# Cranberry Wine recipe



## PCharles

With Christmas not too far off, I'm getting the urge to make a cranberry wine. There is a family recipe for a killer cranberry sauce that includes lemon zest, orange juice, and triplesec. I've spent a few minutes searching the net for cranberry wine recipies. Here is what I've found.

http://scorpius.spaceports.com/~goodwine/cranberrywine.htm

http://makinghomemadewineandbeer.blogspot.com/2007/01/cranberry-wine-recipe.html

http://www.defalcos.com/tutorials/102-cranberry-wine-recipe.html

http://www.wine-making-guides.com/cranberry_wine.html

All these appear to be a variation of the same recipe. I hope to come up with a new one. 

Any cranberry wine suggestions are appreciated. 

Cheers, 
Paul


----------



## FTC Wines

Thanks Paul, I too have been wanting to make a Cranberry Wine for next year, so your post & links were greatly appreciated. looks like I'll try 2 lbs. cranberries, 1+ lb. golden raisins, & F-Pac it with some kind of Cranberry juice. May even blend it with my Apple Or Spiced Apple wine, Roy


----------



## PCharles

*Thanks Roy*

Roy, I'm going to try something different. The cranberry sauce recipe that we've used for years is out of this world (if you like cranberries). I need to work out a few details such as getting the actual recipe for the cranberry sauce from my wife. The just of it is this.

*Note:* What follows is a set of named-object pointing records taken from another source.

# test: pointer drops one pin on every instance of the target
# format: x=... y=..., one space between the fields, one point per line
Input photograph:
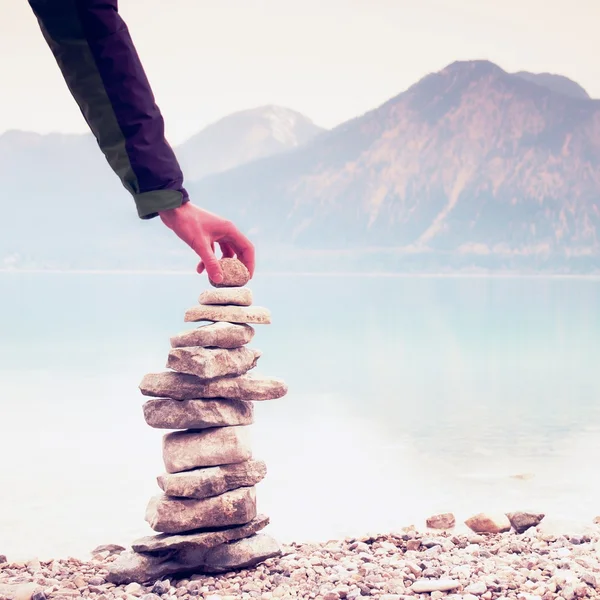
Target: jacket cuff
x=150 y=203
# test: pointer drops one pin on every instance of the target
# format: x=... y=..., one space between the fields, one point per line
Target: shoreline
x=329 y=274
x=396 y=566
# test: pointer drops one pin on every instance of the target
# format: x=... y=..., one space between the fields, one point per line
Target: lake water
x=407 y=396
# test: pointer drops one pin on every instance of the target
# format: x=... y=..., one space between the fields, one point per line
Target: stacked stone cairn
x=206 y=515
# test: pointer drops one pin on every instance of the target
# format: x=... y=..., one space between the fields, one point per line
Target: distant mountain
x=470 y=168
x=556 y=83
x=243 y=137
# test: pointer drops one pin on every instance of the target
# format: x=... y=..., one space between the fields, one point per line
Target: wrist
x=172 y=214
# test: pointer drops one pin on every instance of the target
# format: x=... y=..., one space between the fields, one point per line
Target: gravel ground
x=409 y=564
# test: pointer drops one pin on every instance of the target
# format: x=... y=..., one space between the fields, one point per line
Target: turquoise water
x=407 y=396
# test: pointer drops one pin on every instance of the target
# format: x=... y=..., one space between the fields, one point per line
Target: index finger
x=243 y=248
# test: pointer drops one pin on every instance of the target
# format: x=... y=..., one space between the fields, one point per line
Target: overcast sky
x=329 y=59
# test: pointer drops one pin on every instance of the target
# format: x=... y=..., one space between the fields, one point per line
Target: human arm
x=98 y=60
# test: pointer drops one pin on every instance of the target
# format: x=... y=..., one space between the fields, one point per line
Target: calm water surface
x=407 y=396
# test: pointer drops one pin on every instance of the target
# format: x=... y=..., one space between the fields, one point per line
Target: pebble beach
x=531 y=565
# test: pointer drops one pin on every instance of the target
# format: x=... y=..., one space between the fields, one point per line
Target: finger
x=204 y=249
x=242 y=247
x=226 y=250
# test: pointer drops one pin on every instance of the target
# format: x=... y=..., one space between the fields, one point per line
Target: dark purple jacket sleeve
x=93 y=48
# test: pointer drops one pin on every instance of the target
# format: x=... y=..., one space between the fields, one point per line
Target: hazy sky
x=329 y=59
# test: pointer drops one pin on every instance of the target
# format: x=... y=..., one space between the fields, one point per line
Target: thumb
x=211 y=264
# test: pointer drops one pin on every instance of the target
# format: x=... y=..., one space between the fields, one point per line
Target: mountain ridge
x=471 y=168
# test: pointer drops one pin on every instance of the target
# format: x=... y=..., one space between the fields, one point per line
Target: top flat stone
x=235 y=273
x=229 y=314
x=225 y=296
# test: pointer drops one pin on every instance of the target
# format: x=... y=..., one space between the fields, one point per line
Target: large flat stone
x=243 y=554
x=180 y=386
x=212 y=481
x=197 y=540
x=218 y=335
x=174 y=554
x=177 y=515
x=235 y=273
x=230 y=314
x=210 y=363
x=185 y=450
x=237 y=296
x=164 y=413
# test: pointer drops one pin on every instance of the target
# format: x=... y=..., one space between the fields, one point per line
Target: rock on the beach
x=177 y=515
x=229 y=314
x=212 y=481
x=488 y=523
x=110 y=548
x=421 y=586
x=239 y=296
x=21 y=591
x=180 y=386
x=209 y=363
x=235 y=273
x=242 y=554
x=186 y=450
x=441 y=521
x=522 y=521
x=217 y=335
x=164 y=413
x=204 y=540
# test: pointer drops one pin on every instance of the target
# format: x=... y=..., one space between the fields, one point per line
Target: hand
x=200 y=229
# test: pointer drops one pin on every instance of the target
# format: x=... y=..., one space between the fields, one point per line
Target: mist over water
x=407 y=396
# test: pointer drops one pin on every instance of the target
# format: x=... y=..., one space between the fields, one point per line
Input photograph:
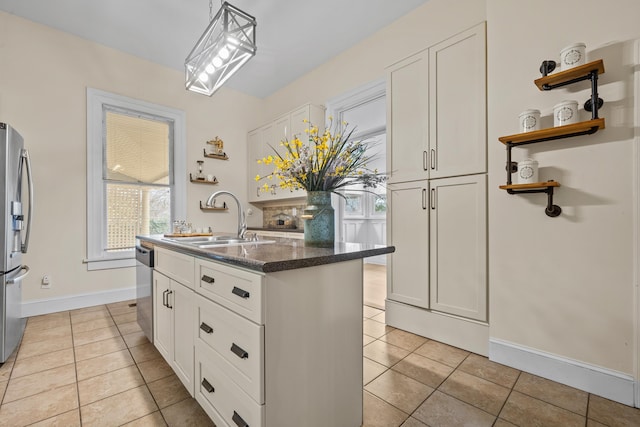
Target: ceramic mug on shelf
x=527 y=171
x=572 y=56
x=565 y=113
x=529 y=120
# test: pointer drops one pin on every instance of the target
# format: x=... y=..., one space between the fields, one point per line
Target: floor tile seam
x=378 y=376
x=487 y=379
x=41 y=392
x=496 y=416
x=111 y=395
x=75 y=363
x=91 y=320
x=511 y=390
x=98 y=329
x=53 y=416
x=394 y=406
x=144 y=380
x=554 y=404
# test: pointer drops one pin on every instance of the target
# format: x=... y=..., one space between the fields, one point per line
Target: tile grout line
x=75 y=368
x=144 y=380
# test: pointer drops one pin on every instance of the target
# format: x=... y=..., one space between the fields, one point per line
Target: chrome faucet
x=242 y=223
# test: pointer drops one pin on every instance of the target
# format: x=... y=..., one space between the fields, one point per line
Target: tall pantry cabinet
x=437 y=155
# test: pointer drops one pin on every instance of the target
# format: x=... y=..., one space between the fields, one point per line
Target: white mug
x=527 y=171
x=565 y=113
x=529 y=120
x=572 y=56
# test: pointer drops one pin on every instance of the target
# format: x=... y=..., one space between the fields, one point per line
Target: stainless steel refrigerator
x=14 y=230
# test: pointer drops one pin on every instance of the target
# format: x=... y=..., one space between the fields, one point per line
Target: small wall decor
x=216 y=149
x=217 y=146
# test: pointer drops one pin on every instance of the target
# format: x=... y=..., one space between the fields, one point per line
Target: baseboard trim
x=463 y=333
x=594 y=379
x=72 y=302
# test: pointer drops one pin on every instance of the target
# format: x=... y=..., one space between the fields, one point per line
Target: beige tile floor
x=411 y=381
x=94 y=367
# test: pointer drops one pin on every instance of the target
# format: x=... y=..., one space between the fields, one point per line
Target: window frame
x=97 y=257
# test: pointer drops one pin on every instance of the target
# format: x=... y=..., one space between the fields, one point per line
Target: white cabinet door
x=182 y=300
x=162 y=315
x=408 y=269
x=457 y=110
x=173 y=326
x=408 y=119
x=281 y=131
x=458 y=238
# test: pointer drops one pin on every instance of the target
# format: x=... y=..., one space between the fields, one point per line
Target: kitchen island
x=264 y=333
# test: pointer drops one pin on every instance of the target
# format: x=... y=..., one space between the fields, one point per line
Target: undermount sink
x=205 y=242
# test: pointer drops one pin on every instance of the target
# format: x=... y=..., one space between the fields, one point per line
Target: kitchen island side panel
x=313 y=346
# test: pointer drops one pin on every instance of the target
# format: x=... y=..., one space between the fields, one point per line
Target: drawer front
x=238 y=290
x=239 y=342
x=221 y=397
x=175 y=265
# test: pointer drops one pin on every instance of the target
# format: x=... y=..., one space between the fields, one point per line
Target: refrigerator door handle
x=19 y=276
x=27 y=162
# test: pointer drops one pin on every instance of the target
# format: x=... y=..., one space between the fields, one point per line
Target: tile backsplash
x=285 y=217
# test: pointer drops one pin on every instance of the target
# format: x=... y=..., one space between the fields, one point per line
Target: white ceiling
x=293 y=36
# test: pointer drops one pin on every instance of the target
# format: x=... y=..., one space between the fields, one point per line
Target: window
x=135 y=175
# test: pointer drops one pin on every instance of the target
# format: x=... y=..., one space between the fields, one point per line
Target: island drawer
x=174 y=265
x=238 y=290
x=220 y=397
x=238 y=342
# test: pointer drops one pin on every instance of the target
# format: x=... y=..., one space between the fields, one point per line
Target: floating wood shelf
x=215 y=156
x=187 y=234
x=202 y=181
x=208 y=208
x=576 y=129
x=577 y=74
x=533 y=185
x=581 y=72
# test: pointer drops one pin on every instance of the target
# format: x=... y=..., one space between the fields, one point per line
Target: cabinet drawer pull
x=240 y=292
x=238 y=420
x=238 y=351
x=208 y=329
x=169 y=293
x=207 y=386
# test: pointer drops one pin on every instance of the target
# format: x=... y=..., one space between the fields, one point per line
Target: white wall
x=570 y=293
x=564 y=285
x=367 y=61
x=559 y=286
x=44 y=74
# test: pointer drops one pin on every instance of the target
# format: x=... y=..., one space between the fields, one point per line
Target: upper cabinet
x=436 y=112
x=261 y=143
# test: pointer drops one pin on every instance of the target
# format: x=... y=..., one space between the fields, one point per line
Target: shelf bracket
x=551 y=210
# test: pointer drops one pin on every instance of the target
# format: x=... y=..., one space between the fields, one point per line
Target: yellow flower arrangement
x=328 y=162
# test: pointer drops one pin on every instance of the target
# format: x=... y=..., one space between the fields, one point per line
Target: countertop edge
x=272 y=266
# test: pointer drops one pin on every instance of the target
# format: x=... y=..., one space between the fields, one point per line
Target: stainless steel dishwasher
x=144 y=290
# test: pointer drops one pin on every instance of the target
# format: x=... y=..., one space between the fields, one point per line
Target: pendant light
x=225 y=46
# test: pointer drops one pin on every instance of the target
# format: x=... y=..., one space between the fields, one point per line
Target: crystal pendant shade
x=226 y=45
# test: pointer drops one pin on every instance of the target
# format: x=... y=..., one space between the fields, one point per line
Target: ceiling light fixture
x=225 y=46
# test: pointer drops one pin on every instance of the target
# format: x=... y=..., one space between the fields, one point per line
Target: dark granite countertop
x=283 y=254
x=286 y=230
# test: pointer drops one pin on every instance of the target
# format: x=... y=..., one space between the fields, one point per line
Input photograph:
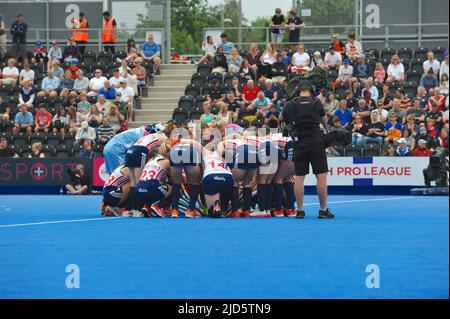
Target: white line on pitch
x=59 y=222
x=106 y=218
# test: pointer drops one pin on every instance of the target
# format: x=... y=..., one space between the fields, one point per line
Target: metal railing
x=386 y=35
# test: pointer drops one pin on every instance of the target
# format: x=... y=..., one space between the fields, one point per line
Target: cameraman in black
x=79 y=182
x=304 y=115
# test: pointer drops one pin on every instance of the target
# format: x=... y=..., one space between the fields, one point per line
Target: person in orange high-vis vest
x=80 y=33
x=108 y=32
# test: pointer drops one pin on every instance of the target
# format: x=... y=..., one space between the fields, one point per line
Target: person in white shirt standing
x=431 y=63
x=96 y=83
x=127 y=96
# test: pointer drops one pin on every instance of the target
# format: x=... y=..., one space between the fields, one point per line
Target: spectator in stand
x=343 y=113
x=375 y=130
x=330 y=104
x=116 y=78
x=66 y=84
x=86 y=151
x=81 y=83
x=234 y=61
x=372 y=89
x=10 y=74
x=431 y=63
x=139 y=72
x=209 y=49
x=36 y=151
x=294 y=23
x=338 y=44
x=105 y=131
x=300 y=60
x=85 y=132
x=393 y=129
x=54 y=53
x=277 y=25
x=23 y=122
x=444 y=65
x=58 y=71
x=429 y=80
x=49 y=86
x=39 y=53
x=353 y=48
x=60 y=121
x=379 y=73
x=333 y=59
x=358 y=129
x=345 y=74
x=43 y=119
x=267 y=59
x=220 y=64
x=396 y=71
x=26 y=95
x=2 y=38
x=437 y=99
x=444 y=84
x=71 y=51
x=133 y=51
x=249 y=92
x=253 y=57
x=5 y=151
x=79 y=183
x=26 y=74
x=18 y=31
x=422 y=149
x=108 y=91
x=362 y=70
x=96 y=83
x=279 y=70
x=225 y=44
x=127 y=96
x=152 y=52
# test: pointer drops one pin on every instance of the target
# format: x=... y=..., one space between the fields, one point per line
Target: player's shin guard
x=193 y=196
x=246 y=198
x=176 y=193
x=290 y=195
x=278 y=189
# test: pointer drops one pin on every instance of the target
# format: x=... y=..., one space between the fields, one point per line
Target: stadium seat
x=421 y=53
x=21 y=139
x=180 y=115
x=186 y=102
x=54 y=139
x=405 y=53
x=413 y=76
x=89 y=57
x=195 y=113
x=63 y=151
x=387 y=53
x=439 y=53
x=204 y=68
x=353 y=150
x=199 y=100
x=371 y=150
x=37 y=138
x=198 y=79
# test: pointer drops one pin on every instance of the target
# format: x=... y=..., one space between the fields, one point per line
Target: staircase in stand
x=163 y=94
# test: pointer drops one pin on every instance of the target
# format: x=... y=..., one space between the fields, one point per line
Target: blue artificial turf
x=406 y=237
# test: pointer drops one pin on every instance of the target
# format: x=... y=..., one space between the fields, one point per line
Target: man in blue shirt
x=152 y=52
x=226 y=45
x=343 y=113
x=24 y=121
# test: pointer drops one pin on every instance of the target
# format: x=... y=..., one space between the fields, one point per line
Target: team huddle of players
x=154 y=175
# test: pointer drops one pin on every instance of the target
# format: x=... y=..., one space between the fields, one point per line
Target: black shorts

Add cranberries and OJ to pot simmer until the berries break open. That can take several hours of cooking. Once the berries open up (sort of like melting), they release the most wonderful flavors. I need to check to see if the lemon zest is heated with the berries. I may substitute concentrated lemon juice for the zest. Then I plan to add sugar to raise the SG to 1.095. I'll add acid blend as needed to adjust the pH to 3.5-3.6 (caution, pH will be low on its own... acid blend should not be needed). Also I'll add pectin and k-meta.

On day two I'll add yeast (likely 1118) and ferment until SG is 1.000 at which point I'd rack to a carboy under air lock. I expect to rack gross lees of fairly quickly, perhaps in 2-5 days followed by a second racking at 1 month. 

Add sulfite and store for another 3-4 months. Perhaps at this point I'd look at back sweetening with additional cranberry syrup (heat sugar with cranberries for several hours, stain, and add). Rack and Clear for several months. 

Finally I'd look at adding about 5% by volume of triplesec. After clearing, bottle and keep tight until the following Thanksgiving/Christmas/Holidays. 

I need to work out the volumes of each component. I figure I'll make about 4 gallons up front expecting to finish with 3 gallons of wine. 

I usually like dry wines. I can see how someone might add a good bit of back sweetening. I figure I'll add triplesec instead of sugar. 

Cheers, 

Paul


----------



## greyday

I've got one going from concentrate that fermented a lot faster than I thought it would. It's in secondary currently and I'm about to rack it; tastes pretty nice fermented to dry...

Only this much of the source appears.